The Sisters in Crime Academic Research Grant enabled me to purchase 22 books—primarily scholarly monographs and edited collections—focused on race and crime, including Simone Browne’s Dark Matters: On the Surveillance of Blackness. These books were essential to my argument in the introduction to my book manuscript and without the Sisters in Crime Grant they would have been prohibitively expensive. I will be presenting a conference-length version of that introduction at the Northeastern Modern Language conference in March 2017. I am sincerely thankful to Sisters in Crime for supporting academic research on diversity in detective fiction and I look forward to sharing the results of that research with a wider audience. 

 

Ann Rea, University of Pittsburgh at Johnstown

My book project is advancing and is aided by the Sisters in Crime grant. At present 15 contributors are working on their chapters, and I will be on sabbatical this spring and will write my own chapter about domesticity and espionage, using the books I have purchased with the grant.

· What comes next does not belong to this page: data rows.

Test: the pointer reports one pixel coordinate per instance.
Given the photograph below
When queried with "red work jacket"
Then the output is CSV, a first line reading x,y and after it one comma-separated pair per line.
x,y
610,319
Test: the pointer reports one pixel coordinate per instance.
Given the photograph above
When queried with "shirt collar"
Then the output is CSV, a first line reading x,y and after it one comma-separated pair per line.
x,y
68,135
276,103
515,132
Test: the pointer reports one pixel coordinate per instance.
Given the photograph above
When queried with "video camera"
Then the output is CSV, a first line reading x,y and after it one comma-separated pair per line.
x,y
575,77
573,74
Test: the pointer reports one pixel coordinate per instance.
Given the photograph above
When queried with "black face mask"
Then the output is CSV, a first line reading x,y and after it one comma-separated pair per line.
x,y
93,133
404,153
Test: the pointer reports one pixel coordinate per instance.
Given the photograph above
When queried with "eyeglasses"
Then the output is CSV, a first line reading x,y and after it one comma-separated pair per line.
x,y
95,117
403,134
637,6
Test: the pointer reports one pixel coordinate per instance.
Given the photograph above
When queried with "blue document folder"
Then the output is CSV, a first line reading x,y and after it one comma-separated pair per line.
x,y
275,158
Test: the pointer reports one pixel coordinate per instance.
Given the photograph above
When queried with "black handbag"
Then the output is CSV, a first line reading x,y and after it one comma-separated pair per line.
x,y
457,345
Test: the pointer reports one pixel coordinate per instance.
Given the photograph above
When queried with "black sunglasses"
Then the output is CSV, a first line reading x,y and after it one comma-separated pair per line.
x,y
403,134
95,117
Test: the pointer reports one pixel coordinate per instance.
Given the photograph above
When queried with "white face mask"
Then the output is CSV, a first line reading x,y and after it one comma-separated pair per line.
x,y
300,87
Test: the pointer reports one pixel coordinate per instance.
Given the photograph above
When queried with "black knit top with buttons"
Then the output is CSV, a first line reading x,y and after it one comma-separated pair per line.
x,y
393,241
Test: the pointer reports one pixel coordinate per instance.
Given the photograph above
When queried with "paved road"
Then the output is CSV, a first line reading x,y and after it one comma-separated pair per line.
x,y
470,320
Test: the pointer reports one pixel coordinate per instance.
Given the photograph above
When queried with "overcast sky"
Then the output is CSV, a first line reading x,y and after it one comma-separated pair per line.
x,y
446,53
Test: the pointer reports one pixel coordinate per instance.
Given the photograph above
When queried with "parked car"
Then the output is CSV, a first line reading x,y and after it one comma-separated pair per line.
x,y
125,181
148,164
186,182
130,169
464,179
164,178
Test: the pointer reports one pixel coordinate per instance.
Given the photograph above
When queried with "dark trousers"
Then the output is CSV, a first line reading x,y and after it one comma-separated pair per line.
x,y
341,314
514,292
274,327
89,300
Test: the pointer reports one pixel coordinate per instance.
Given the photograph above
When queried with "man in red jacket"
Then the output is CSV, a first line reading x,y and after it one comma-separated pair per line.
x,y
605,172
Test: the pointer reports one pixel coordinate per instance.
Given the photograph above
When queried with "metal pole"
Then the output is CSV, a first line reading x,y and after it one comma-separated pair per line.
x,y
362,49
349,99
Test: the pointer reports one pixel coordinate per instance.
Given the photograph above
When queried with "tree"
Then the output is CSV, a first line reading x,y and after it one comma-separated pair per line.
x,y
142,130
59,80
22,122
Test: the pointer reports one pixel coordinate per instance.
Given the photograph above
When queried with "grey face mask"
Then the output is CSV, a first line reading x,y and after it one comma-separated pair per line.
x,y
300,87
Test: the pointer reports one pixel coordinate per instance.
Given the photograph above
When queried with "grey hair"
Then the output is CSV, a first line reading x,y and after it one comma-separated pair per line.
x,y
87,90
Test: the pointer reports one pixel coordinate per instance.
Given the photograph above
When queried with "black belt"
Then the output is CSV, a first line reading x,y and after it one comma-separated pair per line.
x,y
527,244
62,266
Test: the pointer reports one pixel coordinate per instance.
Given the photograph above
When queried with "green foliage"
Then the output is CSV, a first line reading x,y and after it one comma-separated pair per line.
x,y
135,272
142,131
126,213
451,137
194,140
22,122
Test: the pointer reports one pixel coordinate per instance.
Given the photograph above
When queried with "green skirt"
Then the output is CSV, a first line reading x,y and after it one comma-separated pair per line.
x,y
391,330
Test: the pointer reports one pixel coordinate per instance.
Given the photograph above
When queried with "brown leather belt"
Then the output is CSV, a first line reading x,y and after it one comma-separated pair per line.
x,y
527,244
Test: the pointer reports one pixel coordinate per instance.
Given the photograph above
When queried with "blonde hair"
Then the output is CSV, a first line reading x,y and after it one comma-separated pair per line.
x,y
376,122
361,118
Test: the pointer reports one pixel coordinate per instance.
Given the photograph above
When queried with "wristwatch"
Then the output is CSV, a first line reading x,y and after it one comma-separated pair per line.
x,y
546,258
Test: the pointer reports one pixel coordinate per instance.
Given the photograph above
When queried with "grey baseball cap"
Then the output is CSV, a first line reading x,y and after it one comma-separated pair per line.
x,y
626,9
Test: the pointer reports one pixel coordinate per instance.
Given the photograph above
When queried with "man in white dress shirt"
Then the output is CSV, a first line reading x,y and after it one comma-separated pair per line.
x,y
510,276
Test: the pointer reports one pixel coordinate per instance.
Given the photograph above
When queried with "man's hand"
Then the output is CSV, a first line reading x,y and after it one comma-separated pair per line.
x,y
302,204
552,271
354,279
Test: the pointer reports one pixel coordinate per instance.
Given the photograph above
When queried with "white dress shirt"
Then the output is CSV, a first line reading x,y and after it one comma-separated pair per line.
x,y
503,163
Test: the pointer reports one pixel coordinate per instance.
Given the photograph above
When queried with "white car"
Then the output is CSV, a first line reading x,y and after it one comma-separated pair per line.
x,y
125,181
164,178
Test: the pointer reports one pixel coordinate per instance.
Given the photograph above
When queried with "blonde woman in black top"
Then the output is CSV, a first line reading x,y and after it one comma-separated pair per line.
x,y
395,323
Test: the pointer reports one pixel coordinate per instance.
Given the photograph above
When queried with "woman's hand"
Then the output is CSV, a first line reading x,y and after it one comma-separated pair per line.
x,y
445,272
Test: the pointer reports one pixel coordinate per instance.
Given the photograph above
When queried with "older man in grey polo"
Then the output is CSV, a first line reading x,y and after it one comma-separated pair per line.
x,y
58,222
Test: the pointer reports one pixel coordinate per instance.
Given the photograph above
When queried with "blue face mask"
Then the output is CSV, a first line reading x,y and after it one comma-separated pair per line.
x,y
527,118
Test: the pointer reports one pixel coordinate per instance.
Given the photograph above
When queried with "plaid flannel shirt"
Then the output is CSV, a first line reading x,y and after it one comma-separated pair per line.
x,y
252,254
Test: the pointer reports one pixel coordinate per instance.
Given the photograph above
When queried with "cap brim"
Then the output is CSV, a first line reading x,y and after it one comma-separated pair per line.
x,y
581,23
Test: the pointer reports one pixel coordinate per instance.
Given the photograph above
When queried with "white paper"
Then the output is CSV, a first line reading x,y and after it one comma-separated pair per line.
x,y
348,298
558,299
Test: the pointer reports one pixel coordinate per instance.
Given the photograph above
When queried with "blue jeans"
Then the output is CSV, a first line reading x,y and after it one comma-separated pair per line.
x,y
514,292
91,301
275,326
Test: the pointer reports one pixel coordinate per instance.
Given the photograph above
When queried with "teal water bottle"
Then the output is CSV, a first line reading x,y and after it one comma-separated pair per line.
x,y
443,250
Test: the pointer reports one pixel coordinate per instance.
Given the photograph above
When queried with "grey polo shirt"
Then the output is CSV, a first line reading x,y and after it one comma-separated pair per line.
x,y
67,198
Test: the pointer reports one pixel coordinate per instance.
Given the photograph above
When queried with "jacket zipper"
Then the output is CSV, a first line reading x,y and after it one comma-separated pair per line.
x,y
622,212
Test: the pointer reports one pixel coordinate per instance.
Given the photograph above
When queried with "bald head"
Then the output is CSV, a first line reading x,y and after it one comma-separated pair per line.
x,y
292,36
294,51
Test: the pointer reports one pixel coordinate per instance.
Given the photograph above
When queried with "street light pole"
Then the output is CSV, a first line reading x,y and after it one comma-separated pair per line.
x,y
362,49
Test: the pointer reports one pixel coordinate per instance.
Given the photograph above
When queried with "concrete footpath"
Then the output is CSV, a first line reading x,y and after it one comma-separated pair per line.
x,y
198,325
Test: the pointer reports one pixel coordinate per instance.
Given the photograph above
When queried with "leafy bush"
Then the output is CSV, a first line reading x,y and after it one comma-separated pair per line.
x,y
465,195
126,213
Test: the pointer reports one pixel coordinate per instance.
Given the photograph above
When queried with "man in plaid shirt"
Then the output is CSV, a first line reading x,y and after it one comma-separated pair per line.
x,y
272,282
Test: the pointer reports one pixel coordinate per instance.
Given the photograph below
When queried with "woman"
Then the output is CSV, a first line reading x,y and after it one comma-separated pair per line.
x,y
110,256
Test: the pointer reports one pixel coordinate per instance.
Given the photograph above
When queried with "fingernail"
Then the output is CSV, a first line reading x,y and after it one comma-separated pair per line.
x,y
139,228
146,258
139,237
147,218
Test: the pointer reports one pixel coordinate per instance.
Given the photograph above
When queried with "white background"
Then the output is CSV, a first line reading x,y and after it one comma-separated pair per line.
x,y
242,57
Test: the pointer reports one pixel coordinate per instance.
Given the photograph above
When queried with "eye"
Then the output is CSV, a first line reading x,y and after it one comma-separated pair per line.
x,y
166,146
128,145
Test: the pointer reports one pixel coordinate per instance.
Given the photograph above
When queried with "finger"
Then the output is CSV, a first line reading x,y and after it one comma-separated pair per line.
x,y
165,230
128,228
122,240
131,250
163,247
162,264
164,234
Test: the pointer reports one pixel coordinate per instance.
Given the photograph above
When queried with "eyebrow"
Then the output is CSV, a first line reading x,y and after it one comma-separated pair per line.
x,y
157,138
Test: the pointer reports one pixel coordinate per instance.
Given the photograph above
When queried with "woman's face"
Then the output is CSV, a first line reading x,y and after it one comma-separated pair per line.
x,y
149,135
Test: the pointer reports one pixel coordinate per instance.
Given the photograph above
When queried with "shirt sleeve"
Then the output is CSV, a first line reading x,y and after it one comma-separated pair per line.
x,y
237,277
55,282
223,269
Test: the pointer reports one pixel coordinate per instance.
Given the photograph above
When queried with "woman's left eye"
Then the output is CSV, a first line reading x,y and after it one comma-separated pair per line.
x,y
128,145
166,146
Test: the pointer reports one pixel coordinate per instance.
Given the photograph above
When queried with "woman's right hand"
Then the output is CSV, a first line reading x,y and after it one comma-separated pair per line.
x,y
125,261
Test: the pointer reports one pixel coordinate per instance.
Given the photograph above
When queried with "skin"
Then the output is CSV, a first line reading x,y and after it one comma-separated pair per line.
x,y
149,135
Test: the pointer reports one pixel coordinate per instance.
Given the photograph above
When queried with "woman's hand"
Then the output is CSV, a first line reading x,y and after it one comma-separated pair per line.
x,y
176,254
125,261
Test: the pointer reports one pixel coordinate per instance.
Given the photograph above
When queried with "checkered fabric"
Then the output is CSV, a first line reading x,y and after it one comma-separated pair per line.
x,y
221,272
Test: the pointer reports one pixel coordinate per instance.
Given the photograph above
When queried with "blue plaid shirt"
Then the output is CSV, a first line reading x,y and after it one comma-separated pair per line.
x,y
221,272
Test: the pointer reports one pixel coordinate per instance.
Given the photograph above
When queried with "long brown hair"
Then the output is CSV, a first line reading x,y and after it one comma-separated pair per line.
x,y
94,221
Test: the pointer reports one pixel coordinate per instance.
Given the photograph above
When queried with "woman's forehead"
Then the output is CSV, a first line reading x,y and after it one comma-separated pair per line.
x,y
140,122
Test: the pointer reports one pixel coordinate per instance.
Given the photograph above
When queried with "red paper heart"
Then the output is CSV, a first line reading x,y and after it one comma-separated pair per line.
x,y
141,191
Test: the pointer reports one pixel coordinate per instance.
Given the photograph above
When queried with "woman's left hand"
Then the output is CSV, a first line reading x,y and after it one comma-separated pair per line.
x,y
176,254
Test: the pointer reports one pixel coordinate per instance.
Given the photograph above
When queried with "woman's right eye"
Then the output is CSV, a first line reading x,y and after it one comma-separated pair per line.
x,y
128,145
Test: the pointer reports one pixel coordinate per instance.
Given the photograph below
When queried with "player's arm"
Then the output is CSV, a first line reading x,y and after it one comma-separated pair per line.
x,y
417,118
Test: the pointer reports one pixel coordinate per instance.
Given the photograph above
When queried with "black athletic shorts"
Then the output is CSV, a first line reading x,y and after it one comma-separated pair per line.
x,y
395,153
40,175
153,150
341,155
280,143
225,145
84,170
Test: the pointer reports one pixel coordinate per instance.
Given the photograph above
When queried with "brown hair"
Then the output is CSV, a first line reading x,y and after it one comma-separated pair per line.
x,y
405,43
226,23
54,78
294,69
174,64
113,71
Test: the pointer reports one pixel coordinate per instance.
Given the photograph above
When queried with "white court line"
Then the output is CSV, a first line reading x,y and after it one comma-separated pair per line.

The proposed chapters that I accepted cover a wide range of topics including the following:

• the genre hybrid of romance and espionage fiction in Helen MacInnes;
• two chapters on Bond novels and films, one exploring the narratives as misreadings of the women characters by Bond and another focusing on overlaps between colonialism and the portrayal of the "girls;"
• Agatha Christie's They Came to Baghdad as a challenge to espionage fiction's conventional reliance on a masculine, imperialist perspective in its use of a woman protagonist with a tourist's gaze;
• a chapter about women and ageing in fiction and film adaptations of fiction by Ian Fleming and John Le Carre;
• Nancy Mitford's portrayal of the glamourous woman spy in her novel Pigeon pie;
• an exploration of tourism and gender in Helen MacInnes's work;
• an examination of the television series The Americans as a nostalgic portrayal of the nuclear family in 1950s America;
• the queer masculine doubling in Ian Fleming's From Russia with Love;
• Ian Isherwood's spy fiction and queer modernism.

I believe that this collection will open areas of discussion in espionage fiction, a sub-genre of crime fiction.

The contributors include three critics who are particularly notable in their fields: Rosie White, who published Violent Femmes, an examination of women in spy films and television; Judy Suh who published an important book about fascism in interwar Britain; and Christine Berberich who has published widely in examinations of national identity construction in modern Britain.

When I receive the chapters at the end of June I will compile the book proposal for submission to the publisher and will begin to edit the chapters. After I return the chapters to their authors with my suggestions for revisions I will begin drafting my introduction which I expect to explore what the chapters reveal about gender's role in constructions of national identity, ideas about the sphere of espionage as oppositional to the domestic, and constructions of gender and sexuality as they uphold ideas about international relations.

Thank you again for your support. Without the Sisters in Crime grant I would have to juggle the use of library copies of the major criticism of spy fiction. Instead, I now own the books and can make them available to many of the contributors.